>

Model

"Use theory to cut through the fog of truth."


Abstract
Modeling played a crucial role in our project. We used engineering techniques to predict protein structures and further forecast the feasibility of active sites and surface display technologies, providing a vital foundation for determining our experimental approach.

Moreover, we employed modeling to assist the team in enzyme activity assays and result validation, and we received delightful outcomes: the mutant NicX exhibited increased enzyme activity, confirming the accuracy of active site prediction. Furthermore, the cell surface display system showed no difference in enzyme activity compared to the wild type, but it substantially reduced costs as it eliminated the need for purification steps, highlighting the success of our modeling efforts!

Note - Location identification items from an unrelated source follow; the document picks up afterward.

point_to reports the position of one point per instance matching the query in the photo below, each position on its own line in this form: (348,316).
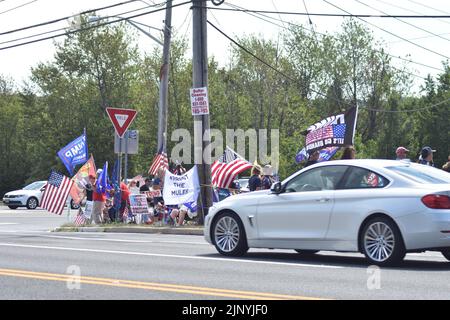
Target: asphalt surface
(37,264)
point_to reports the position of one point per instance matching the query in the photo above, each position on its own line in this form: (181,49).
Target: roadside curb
(155,230)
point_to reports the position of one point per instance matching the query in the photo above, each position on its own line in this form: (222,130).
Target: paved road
(36,264)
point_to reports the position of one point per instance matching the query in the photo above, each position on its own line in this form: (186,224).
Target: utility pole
(164,81)
(200,79)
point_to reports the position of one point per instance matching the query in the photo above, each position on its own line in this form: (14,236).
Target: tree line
(297,81)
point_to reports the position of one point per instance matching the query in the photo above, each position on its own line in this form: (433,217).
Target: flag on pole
(159,161)
(74,153)
(337,131)
(56,192)
(225,169)
(80,219)
(81,179)
(102,179)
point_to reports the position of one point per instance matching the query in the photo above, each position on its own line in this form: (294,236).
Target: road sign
(199,101)
(121,119)
(132,145)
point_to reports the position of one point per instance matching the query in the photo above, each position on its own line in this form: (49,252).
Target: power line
(65,18)
(348,15)
(424,5)
(402,8)
(91,27)
(312,90)
(260,15)
(387,31)
(22,5)
(410,110)
(405,22)
(60,29)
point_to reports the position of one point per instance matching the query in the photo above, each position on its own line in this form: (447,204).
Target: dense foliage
(318,77)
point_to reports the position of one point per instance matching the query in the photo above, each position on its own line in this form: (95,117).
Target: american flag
(330,131)
(56,192)
(80,219)
(227,167)
(159,161)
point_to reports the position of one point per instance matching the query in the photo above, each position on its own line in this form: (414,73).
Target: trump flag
(74,153)
(338,130)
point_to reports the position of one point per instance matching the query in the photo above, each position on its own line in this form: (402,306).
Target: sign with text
(153,194)
(199,101)
(121,119)
(138,204)
(179,189)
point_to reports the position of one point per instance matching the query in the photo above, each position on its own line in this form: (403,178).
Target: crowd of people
(102,207)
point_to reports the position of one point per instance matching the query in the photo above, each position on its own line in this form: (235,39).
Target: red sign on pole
(121,119)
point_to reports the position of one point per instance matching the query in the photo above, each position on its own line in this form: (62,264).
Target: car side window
(322,178)
(359,178)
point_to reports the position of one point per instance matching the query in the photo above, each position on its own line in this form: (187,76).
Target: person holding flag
(99,195)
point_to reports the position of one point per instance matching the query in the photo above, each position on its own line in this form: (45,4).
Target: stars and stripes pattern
(159,161)
(56,192)
(225,169)
(80,219)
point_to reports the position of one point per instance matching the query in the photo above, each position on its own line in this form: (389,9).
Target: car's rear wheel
(306,252)
(446,253)
(229,235)
(32,203)
(381,242)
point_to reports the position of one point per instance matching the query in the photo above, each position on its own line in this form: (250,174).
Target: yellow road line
(151,286)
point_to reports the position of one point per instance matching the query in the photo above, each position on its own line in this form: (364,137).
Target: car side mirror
(276,188)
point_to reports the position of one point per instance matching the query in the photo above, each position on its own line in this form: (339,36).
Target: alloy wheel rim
(226,234)
(32,203)
(379,241)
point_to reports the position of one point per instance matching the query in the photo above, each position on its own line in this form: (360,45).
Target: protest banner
(179,189)
(138,204)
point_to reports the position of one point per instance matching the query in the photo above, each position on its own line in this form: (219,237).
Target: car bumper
(14,201)
(430,230)
(207,228)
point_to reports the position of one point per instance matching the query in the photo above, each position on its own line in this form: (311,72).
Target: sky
(17,62)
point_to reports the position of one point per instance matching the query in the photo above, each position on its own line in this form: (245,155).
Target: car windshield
(35,185)
(422,174)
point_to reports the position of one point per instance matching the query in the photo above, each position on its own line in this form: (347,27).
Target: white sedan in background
(381,208)
(30,196)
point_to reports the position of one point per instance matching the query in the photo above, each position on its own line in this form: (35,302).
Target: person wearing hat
(254,183)
(267,179)
(401,153)
(426,156)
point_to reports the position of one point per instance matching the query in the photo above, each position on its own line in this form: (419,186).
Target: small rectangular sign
(199,101)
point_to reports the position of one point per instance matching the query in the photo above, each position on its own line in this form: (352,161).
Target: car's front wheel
(32,203)
(229,235)
(381,242)
(446,253)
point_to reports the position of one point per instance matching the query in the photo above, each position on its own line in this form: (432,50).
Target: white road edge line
(169,256)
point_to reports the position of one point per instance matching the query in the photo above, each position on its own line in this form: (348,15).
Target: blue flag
(74,153)
(102,180)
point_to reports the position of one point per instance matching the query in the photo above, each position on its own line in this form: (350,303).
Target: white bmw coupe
(381,208)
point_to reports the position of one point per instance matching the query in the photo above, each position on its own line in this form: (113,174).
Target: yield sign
(121,119)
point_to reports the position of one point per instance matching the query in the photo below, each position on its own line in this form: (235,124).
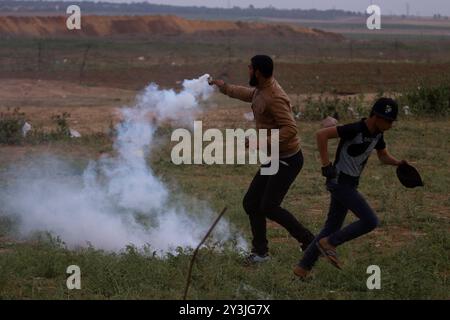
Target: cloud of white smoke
(116,200)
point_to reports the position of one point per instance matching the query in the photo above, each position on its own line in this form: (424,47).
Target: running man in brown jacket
(272,110)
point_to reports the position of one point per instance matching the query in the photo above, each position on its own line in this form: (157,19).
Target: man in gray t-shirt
(357,141)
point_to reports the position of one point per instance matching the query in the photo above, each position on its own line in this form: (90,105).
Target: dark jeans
(344,197)
(263,199)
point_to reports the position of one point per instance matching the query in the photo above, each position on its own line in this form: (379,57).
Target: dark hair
(263,64)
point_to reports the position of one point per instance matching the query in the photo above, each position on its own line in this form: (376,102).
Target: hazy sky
(423,7)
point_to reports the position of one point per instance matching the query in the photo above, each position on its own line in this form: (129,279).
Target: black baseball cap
(386,108)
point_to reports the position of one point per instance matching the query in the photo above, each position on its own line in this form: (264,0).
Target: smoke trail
(117,200)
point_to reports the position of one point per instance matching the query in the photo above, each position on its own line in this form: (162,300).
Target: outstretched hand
(217,82)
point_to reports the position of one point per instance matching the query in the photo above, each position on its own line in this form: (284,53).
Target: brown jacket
(272,110)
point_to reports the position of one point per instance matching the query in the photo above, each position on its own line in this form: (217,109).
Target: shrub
(428,100)
(11,124)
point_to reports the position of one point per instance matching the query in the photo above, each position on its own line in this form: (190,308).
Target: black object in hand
(329,171)
(409,176)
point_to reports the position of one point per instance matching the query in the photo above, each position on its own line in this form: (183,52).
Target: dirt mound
(150,25)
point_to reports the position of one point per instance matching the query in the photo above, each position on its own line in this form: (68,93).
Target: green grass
(411,246)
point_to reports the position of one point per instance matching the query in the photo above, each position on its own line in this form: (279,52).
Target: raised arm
(233,91)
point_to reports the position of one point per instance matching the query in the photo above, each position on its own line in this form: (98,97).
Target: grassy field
(411,246)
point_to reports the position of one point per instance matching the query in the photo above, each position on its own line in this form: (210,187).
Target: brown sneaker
(329,252)
(301,273)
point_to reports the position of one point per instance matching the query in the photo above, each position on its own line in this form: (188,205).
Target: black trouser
(344,197)
(263,199)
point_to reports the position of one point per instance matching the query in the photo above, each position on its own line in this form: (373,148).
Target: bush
(11,124)
(343,108)
(427,100)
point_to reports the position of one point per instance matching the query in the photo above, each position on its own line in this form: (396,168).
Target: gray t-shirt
(355,146)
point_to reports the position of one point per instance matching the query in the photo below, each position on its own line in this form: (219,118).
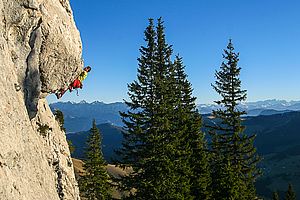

Structural Biology Predictive Analysis
Following an extensive review and analysis of existing data, we have considered point mutations as one of the strategies to optimize NicX's enzymatic efficiency. However, up to this stage, there is no literature available that has conducted X-ray crystallography (XRD) experiments on NicX's protein structure. Consequently, there is no data regarding the active sites. While high-throughput screening is a feasible approach, to achieve maximum efficiency, we have chosen to use protein folding simulations to obtain the protein structure and identify the active sites through molecular docking.

AlphaFold
AlphaFold is an artificial intelligence-based protein folding simulation algorithm, and it's the algorithm we've used. Its fundamental principle involves extracting features from the amino acid sequence, calculating distances and angle distributions between amino acids, constructing an evaluation function, and ultimately optimizing it to convergence using gradient descent, resulting in angle pairs and forming the final topological structure. In numerous practical applications, AlphaFold has achieved a level of accuracy that is generally considered reliable.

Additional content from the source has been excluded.